Security example: attempted XSS explained

  • The malicious payload tried to close a textarea, open a script tag, call fetch to a webhook, and encodeURIcomponent(document.cookie).
  • If the site had taken user input and injected it directly into HTML (or used dangerouslySetInnerHTML in React) without sanitization, that script could run and exfiltrate client-side cookies.
  • Modern frameworks escape text by default, but markdown rendering or unsanitized HTML outputs from AI agents can reintroduce risk — sanitize user-supplied HTML/markdown.

RAG / Transformers.js notes

  • RAG (retrieval-augmented generation): vectorize documents (utterances), store them in a vector DB, perform similarity search to retrieve relevant chunks, then pass those chunks into the LLM prompt.
  • If retrieval returns sparse context or the model answers “no context,” expand retrieval to include adjacent chunks or use a better model.
  • Transformers.js and local models are useful for small/embedded tasks, but larger reasoning tasks often need bigger cloud-hosted models.

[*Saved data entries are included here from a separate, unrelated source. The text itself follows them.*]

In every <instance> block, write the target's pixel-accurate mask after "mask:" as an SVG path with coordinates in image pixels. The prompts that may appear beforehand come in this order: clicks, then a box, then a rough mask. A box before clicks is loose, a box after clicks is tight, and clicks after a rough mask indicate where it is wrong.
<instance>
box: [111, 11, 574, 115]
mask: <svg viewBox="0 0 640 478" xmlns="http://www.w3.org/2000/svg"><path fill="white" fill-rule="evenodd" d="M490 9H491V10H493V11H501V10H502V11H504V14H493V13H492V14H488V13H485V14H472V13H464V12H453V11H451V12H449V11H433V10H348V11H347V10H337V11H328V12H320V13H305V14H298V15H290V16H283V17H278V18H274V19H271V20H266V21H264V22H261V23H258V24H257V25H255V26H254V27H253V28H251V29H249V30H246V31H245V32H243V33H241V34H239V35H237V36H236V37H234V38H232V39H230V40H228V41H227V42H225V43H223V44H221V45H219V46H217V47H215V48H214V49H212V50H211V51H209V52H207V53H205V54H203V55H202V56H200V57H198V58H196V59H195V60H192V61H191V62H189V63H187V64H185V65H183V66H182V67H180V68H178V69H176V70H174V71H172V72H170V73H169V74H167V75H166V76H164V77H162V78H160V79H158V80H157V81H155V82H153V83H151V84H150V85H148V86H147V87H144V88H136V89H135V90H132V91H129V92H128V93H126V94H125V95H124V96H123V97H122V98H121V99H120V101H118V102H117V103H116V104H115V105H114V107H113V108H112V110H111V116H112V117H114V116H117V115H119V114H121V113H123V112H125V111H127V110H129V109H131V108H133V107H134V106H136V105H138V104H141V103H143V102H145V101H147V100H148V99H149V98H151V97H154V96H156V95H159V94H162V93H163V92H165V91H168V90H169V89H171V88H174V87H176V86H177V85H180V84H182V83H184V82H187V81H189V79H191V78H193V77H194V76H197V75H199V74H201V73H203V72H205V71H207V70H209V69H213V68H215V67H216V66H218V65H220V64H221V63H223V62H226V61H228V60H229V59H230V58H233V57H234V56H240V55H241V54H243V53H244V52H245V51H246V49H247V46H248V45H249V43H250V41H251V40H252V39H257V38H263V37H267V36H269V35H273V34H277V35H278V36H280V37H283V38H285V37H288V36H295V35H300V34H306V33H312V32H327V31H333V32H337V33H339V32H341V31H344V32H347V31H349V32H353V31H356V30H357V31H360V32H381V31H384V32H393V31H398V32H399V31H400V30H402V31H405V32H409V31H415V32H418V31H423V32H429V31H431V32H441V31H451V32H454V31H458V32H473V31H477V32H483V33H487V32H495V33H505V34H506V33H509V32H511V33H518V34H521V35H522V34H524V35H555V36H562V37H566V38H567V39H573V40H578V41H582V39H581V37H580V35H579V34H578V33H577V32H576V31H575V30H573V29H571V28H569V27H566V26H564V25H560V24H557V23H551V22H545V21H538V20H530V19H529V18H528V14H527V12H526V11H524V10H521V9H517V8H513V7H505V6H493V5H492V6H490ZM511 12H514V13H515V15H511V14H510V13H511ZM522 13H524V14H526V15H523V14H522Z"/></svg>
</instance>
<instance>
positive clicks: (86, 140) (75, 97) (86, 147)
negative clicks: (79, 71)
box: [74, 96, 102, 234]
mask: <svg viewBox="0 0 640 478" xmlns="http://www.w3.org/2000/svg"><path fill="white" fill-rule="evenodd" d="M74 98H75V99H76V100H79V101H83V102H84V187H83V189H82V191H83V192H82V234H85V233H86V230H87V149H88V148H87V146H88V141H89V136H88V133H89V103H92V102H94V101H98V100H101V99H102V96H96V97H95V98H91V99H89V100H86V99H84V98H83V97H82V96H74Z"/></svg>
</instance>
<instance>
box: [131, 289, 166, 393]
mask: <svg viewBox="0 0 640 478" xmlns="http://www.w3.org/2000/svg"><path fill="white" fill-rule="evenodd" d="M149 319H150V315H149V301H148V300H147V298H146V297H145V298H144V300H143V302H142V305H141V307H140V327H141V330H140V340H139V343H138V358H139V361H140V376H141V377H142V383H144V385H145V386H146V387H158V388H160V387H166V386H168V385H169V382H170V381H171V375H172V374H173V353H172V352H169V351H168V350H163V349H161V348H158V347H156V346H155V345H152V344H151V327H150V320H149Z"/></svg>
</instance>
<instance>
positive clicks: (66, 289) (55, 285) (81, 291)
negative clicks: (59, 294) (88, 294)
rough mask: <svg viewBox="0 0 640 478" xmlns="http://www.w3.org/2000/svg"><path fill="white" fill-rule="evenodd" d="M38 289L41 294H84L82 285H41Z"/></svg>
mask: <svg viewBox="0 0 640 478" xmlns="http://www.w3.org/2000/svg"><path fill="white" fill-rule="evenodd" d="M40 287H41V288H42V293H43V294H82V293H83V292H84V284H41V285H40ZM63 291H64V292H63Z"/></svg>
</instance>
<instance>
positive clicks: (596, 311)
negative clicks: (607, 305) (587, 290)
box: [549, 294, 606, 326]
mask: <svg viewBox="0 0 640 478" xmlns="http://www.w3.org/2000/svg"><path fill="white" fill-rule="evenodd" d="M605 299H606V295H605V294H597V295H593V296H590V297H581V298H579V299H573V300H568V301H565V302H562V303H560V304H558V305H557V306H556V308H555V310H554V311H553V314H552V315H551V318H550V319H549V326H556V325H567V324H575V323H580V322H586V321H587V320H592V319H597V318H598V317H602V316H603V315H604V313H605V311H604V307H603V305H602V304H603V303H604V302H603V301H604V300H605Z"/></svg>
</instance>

Resources & tools mentioned

  • Cursor, Cloud Code, Claude (AI coding tools)
  • Sentry CLI + SEER (root-cause analysis + automatable context)
  • React’s dangerouslySetInnerHTML (security warning)
  • Transformers.js (Hugging Face JS library for local models)
  • Modern stack recommendations: React, Tailwind, Prisma/Drizzle, Zod
  • RAG / vector DB patterns (embedding + retrieval)

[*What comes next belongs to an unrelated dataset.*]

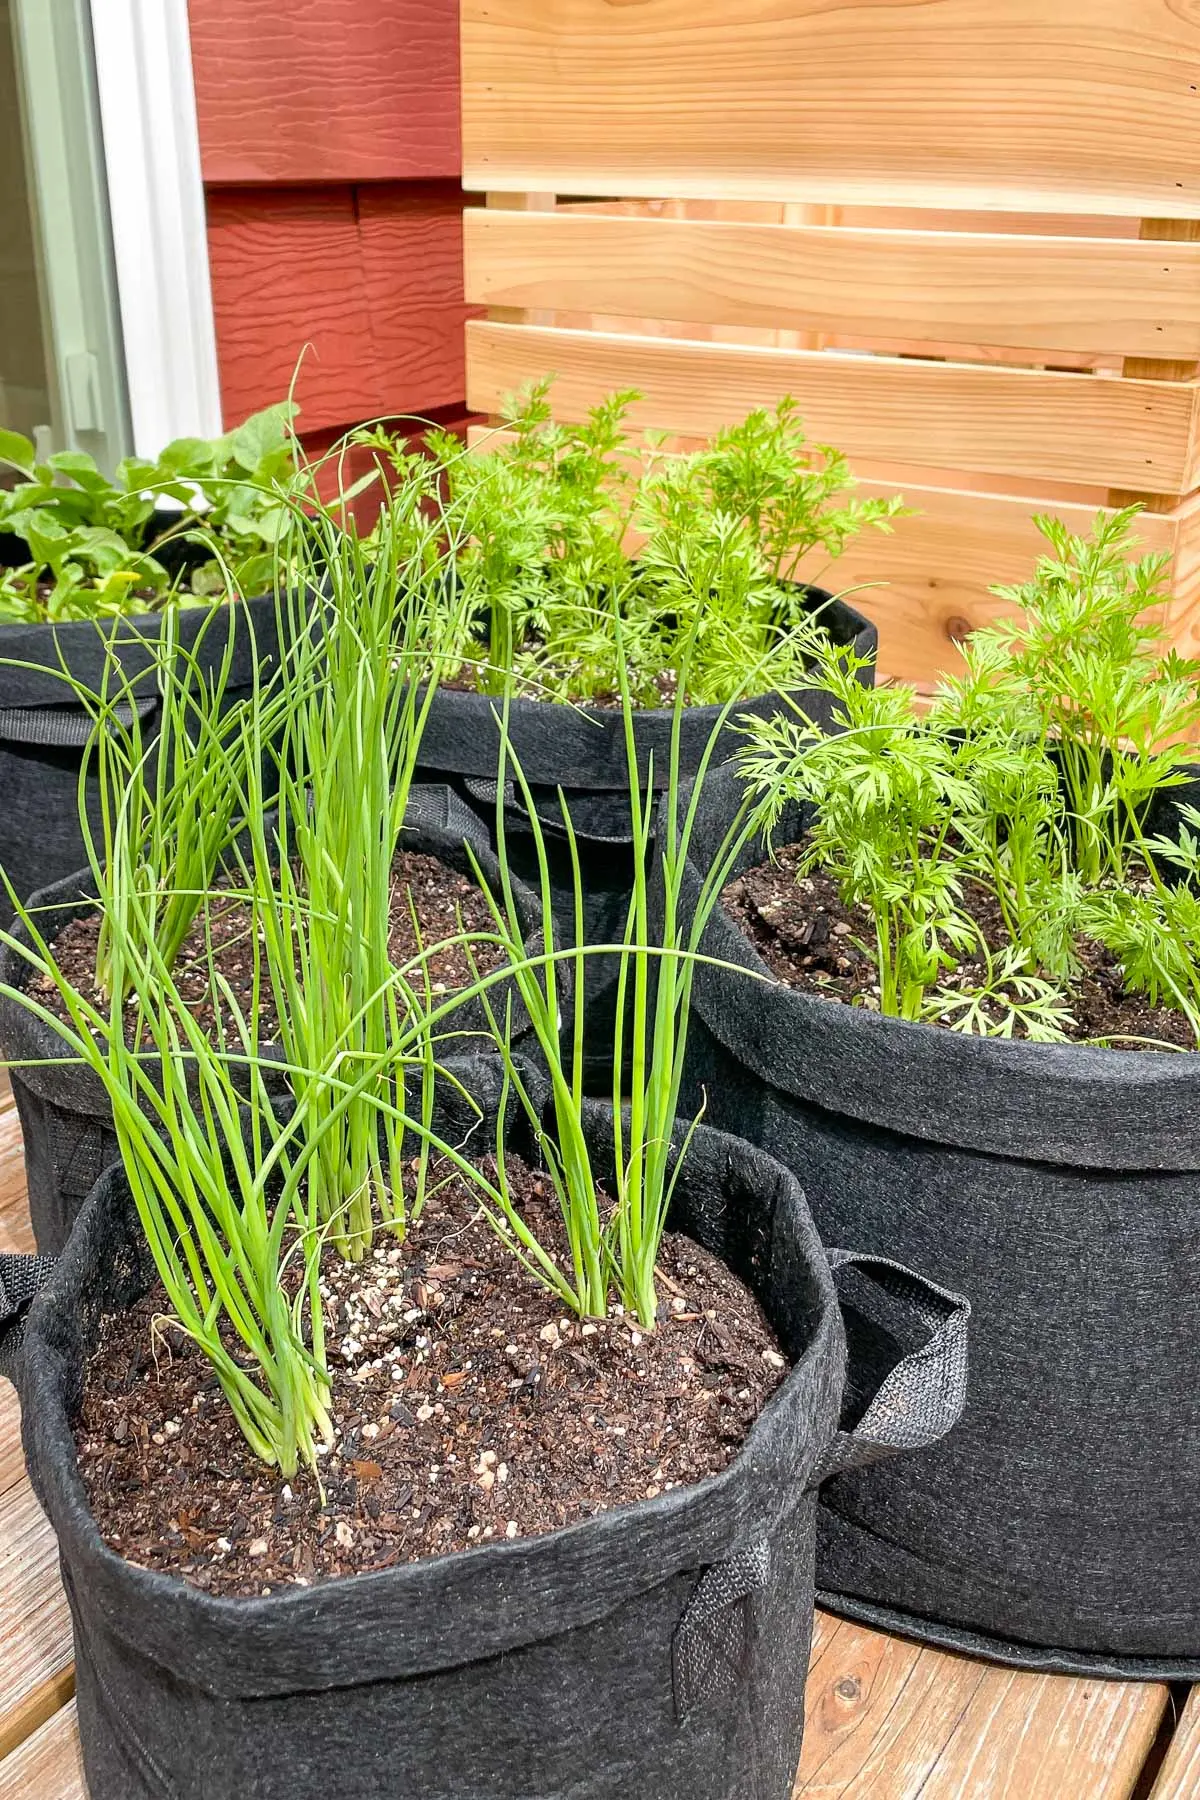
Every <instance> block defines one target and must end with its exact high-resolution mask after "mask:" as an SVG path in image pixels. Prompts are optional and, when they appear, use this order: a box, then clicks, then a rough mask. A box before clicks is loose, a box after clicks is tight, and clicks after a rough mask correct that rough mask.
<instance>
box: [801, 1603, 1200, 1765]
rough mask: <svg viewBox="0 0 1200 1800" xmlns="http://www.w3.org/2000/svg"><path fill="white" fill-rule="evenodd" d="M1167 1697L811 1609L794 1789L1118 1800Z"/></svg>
mask: <svg viewBox="0 0 1200 1800" xmlns="http://www.w3.org/2000/svg"><path fill="white" fill-rule="evenodd" d="M1166 1703H1168V1690H1166V1688H1162V1687H1151V1685H1144V1687H1137V1685H1133V1683H1115V1681H1083V1679H1078V1678H1072V1676H1042V1674H1024V1672H1018V1670H1013V1669H997V1667H988V1665H986V1663H975V1661H968V1660H966V1658H963V1656H948V1654H945V1652H943V1651H934V1649H925V1647H921V1645H918V1643H905V1642H903V1640H900V1638H885V1636H882V1634H880V1633H876V1631H865V1629H862V1627H860V1625H851V1624H846V1622H840V1620H835V1618H829V1616H828V1615H820V1613H819V1615H817V1634H815V1642H813V1658H811V1665H810V1674H808V1694H806V1706H808V1721H806V1728H804V1751H802V1757H801V1769H799V1777H797V1784H795V1791H793V1800H1128V1796H1130V1795H1132V1791H1133V1784H1135V1780H1137V1775H1139V1771H1141V1768H1142V1762H1144V1760H1146V1755H1148V1751H1150V1746H1151V1744H1153V1741H1155V1733H1157V1730H1159V1723H1160V1719H1162V1714H1164V1708H1166Z"/></svg>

Actionable checklist (what to do next)

  • If you’re learning:
    • Continue learning fundamentals; use AI to clarify docs, make diagrams, and speed debugging — but code and debug yourself to build intuition.
  • If you’re using AI at work:
    • Create clear prompts and document coding patterns upfront.
    • Use CI/tests and human review gates before merging AI-generated code.
    • Integrate observability tools (Sentry) to feed well-formed issues to AI for trivial fixes.
  • If switching jobs/upskilling:
    • Build a focused side project using modern stack tech and deploy it; show practical knowledge of those tools.
    • Add examples of AI integration or RAG if you want to highlight modern tooling.
  • For product UX:
    • Choose pagination strategy based on content type; implement URL state preservation for infinite scroll.

Selected quotes (paraphrased)

  • “The slow parts are the planning and the review — the generation is often the easy bit.”
  • “Use AI to distill docs into diagrams and bulleted lists so your brain can form the right mental model.”
  • “If you treat AI as a crutch and not as an amplifier for your learning, it’ll make you dumb — at least for beginners.”

This episode is a practical, measured look at using AI in development workflows — encouraging adoption but emphasizing discipline: plan well, prime the AI, review outputs, and keep learning fundamentals.